The protests on Wednesday were far smaller, but organizers said they were prepared to urge people to return to the streets if necessary.

“This decision of the judiciary committee is very important,” said Cristian Pirvulescu, the dean of the political science department at the National School of Political Studies and Public Administration in Bucharest. Politicians, Mr. Pirvulescu said, “probably believed the civic movement was finished and they could restart disruptions against the rule of law.”

“In Bucharest we had a small but very determined protest, and the reaction was very rapid,” he added.

Prime Minister Sorin Grindeanu and Liviu Dragnea, the leader of the Social Democratic Party, both quickly spoke out against the measure, saying that they did not support pardons for those convicted of corruption offenses.

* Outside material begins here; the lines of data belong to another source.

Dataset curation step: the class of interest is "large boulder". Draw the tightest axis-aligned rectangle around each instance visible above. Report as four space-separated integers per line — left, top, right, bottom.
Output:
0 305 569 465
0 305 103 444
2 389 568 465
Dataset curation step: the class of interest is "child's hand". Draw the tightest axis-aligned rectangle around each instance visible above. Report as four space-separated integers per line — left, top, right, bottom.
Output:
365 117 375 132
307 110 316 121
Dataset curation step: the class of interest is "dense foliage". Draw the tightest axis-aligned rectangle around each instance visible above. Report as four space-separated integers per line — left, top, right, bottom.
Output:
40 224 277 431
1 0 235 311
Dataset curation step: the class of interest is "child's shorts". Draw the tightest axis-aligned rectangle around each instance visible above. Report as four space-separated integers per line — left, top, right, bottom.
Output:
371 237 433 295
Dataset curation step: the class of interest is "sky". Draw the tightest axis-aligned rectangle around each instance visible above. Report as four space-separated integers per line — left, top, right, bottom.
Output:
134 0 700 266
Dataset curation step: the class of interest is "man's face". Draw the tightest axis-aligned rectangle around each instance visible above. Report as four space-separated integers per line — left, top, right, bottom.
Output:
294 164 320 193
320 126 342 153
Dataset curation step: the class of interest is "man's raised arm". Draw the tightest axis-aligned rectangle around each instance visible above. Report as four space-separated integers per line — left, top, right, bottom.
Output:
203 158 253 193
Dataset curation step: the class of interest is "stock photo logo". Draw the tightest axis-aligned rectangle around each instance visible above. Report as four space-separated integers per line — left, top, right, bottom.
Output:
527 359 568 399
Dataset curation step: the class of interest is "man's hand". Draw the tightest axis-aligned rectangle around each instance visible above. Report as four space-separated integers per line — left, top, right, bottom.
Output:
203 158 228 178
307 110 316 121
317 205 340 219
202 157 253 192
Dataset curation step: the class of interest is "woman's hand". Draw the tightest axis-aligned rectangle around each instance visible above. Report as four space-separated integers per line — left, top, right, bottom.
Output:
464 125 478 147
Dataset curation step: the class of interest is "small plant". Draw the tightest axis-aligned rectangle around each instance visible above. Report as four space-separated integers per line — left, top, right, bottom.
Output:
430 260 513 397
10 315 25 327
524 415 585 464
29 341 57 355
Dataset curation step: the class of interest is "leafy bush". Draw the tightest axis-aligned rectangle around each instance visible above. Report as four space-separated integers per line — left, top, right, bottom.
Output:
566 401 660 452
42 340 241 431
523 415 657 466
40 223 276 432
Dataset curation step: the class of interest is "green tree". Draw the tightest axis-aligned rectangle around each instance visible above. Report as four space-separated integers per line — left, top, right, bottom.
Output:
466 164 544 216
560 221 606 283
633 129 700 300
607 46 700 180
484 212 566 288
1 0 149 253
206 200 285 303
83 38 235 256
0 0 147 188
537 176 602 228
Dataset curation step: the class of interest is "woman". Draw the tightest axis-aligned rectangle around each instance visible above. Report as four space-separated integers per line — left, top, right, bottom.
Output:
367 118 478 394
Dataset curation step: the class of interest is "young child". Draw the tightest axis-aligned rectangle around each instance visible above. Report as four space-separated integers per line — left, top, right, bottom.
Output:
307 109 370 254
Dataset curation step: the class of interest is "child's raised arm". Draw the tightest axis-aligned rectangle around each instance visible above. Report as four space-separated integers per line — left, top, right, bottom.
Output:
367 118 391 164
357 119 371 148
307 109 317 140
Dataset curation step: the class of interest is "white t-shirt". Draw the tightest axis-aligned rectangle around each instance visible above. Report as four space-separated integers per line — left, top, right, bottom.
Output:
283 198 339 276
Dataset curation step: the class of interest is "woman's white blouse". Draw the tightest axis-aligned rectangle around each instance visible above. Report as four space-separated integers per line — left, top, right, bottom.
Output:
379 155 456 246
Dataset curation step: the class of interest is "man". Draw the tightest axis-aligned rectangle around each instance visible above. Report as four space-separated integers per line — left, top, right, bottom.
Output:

Mr. Dragnea, whose party is the country’s largest, is ineligible to be prime minister because he is serving a two-year suspended sentence for electoral fraud and is facing abuse-of-power charges.

The law barring those with convictions from serving as ministers was introduced in 2001 as Romania prepared to join the European Union. In January, a month after parliamentary elections, the country’s ombudsman questioned its constitutionality. Mr. Dragnea has said that the law is unfair. The Constitutional Court had already postponed its ruling four times before eventually dismissing the constitutional challenge on Thursday.

“I think this is a signal, but we don’t yet know the motivation of the court,” said Radu Delicote, a strategist at the political consulting group Smartlink Communications. “They haven’t issued any official statement yet.”

Mr. Delicote described Thursday as a good day for the rule of law and institutional checks and balances in Romania. But others were more cautious.

“I wouldn’t use big words to describe today,” said Laura Stefan, an anticorruption expert and a former director in the Romanian Justice Ministry.

“It is another day where we survive,” Ms. Stefan said. “What we see recently is that each day is a battle. These are not normal times. The ombudsman going to the Constitutional Court to ask if someone who has a criminal record can become prime minister, is that a normal question in a normal country?”